UX Case Study · 2026
A UX redesign of the handheld picking interface used by Sainsbury's online shoppers, grounded in three years of personal use as a shopper.
01 - Context
From the customer ordering their groceries online to a Sainsbury's online shopper walking the store and pulling items from shelves, the shopper handset is a crucial component of their job. Love it or hate it, the shopper constantly glances at it for four hours straight each shift and uses it to navigate, scan, confirm, and handle items relating to the customer's order. At my store, shoppers are expected to pick 198 items per hour - known as IPH. Across a four-hour shift, that's around 800 items. All of this happens while moving through the store and handling items from chilled and frozen sections, where workers wear gloves that often leave their touchscreen-based handsets uncooperative. Bad design here doesn't just mean a worse user experience - it means missed store targets, frustrated workers, and customers receiving the wrong items.
02 - Approach to Research
The research base for this project is slightly different from the standard UX brief: I worked as a Sainsbury's online shopper for three years, using the handset across every shift.
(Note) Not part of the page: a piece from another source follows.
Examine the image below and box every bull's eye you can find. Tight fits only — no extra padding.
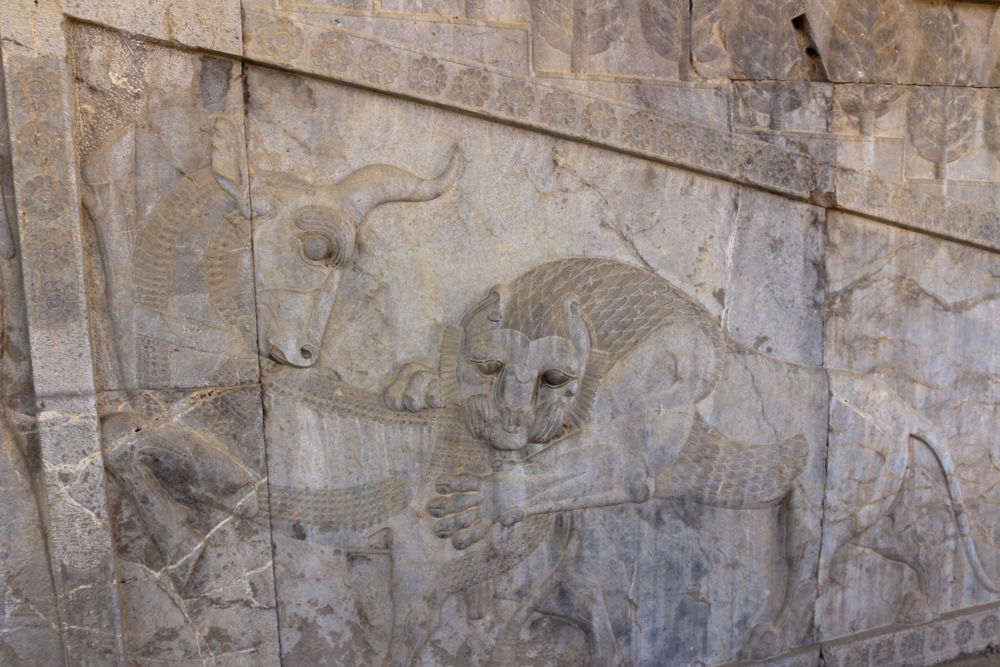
[540,368,576,387]
[469,359,503,376]
[302,234,333,262]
This is autoethnography - a recognised qualitative method that prioritises sustained immersion in a context over external observation. Three years of daily use means specific, lived knowledge of where the interface fails. I have firsthand experience of the touchscreen not cooperating when I'm wearing gloves. I have firsthand experience of menus slowing me down when I have 198 items to pick in an hour. I have firsthand experience of having no way to tell, mid-shift, whether I'm on target. That immersion is the foundation on which the rest of this project is built.
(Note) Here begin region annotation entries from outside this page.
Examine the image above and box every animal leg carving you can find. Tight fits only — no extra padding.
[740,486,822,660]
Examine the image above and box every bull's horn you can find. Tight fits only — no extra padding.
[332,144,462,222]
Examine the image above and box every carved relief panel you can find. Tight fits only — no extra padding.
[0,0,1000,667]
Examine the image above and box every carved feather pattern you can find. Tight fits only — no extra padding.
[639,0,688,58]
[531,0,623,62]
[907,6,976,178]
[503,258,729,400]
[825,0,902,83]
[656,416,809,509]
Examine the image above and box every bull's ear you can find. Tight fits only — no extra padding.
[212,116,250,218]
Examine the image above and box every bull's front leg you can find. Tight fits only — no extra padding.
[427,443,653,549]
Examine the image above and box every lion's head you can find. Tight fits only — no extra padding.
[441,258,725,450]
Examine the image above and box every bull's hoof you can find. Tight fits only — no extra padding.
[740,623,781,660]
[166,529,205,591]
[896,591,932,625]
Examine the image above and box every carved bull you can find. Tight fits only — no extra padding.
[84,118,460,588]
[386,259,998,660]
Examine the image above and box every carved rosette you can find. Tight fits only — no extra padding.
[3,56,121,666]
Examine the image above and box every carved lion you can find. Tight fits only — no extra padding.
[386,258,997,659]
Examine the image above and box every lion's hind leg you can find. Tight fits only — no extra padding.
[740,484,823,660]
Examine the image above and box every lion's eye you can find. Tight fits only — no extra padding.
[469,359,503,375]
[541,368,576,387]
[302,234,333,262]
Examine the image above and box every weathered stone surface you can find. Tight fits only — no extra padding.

Three years of observations alone aren't research - they had to be structured. I synthesised the findings into six themes:
I focused on the three themes with the most direct interface leverage: interaction friction, feedback, and physical/ergonomic context. The others - system-reality mismatch, error recovery, and onboarding - are real findings that surfaced in the synthesis but were treated as out of scope for this redesign.
What this research base doesn't include: formal interviews with current colleagues, which were out of scope for this project. Online searches for shopper-handset discussion didn't surface meaningful material. The findings here therefore rest on autoethnography supplemented by the years of informal colleague feedback that accumulated alongside it.
03 - Current State
Three flows were chosen for detailed examination: the main scan screen (where shoppers spend most of their shift), the multi-quantity confirmation flow, and the substitution flow. Each was reconstructed from memory, with one screen verified against a reference photo of the real handset - the now well-known Weetabix-name-with-peas-image mismatch, captured during a real shift. Each annotated screen identifies specific findings tied to specific UI elements.
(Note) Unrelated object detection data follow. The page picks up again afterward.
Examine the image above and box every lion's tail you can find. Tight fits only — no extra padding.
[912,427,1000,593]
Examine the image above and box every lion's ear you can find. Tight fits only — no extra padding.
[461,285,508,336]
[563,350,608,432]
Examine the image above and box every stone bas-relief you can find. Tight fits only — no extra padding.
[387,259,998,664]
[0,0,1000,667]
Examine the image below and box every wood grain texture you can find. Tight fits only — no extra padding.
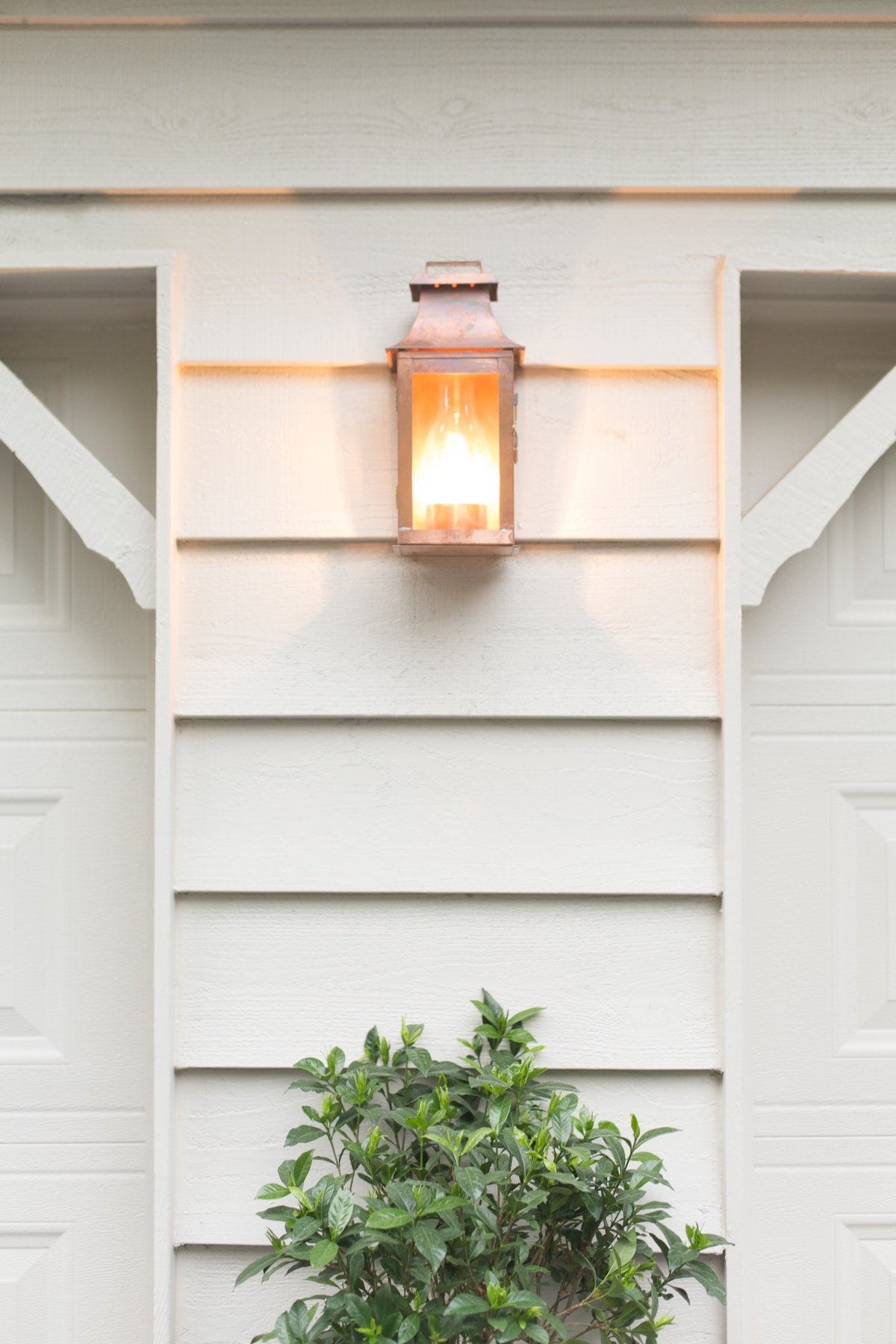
[0,195,896,368]
[0,25,896,192]
[175,1055,721,1246]
[10,0,896,27]
[175,719,719,894]
[741,368,896,606]
[176,897,720,1070]
[178,363,719,541]
[177,544,719,718]
[176,1246,726,1344]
Of the three flows, the main scan screen carries the most traffic - shoppers spend most of their shift on it. The findings cluster across feedback and information design. Real-time IPH isn't shown anywhere; shoppers either wait for the end-of-shift review or navigate through menus mid-shift, which itself costs IPH. The progress bar shows proportion only, with no absolute numbers - 50% means very different things on a 60-item versus 200-item order. Product imagery is often out of date: the captured screen here shows 'Weetabix 24's' alongside an image of frozen peas. Several other findings - including next-item information and touchscreen-only interaction - are visible in the annotation.
Multi-quantity picks force the shopper through a separate Confirm Quantity screen, requiring an on-screen tap to advance. Across the 800+ picks of an average shift, the redundancy compounds - at a 198 IPH target, every second of friction matters.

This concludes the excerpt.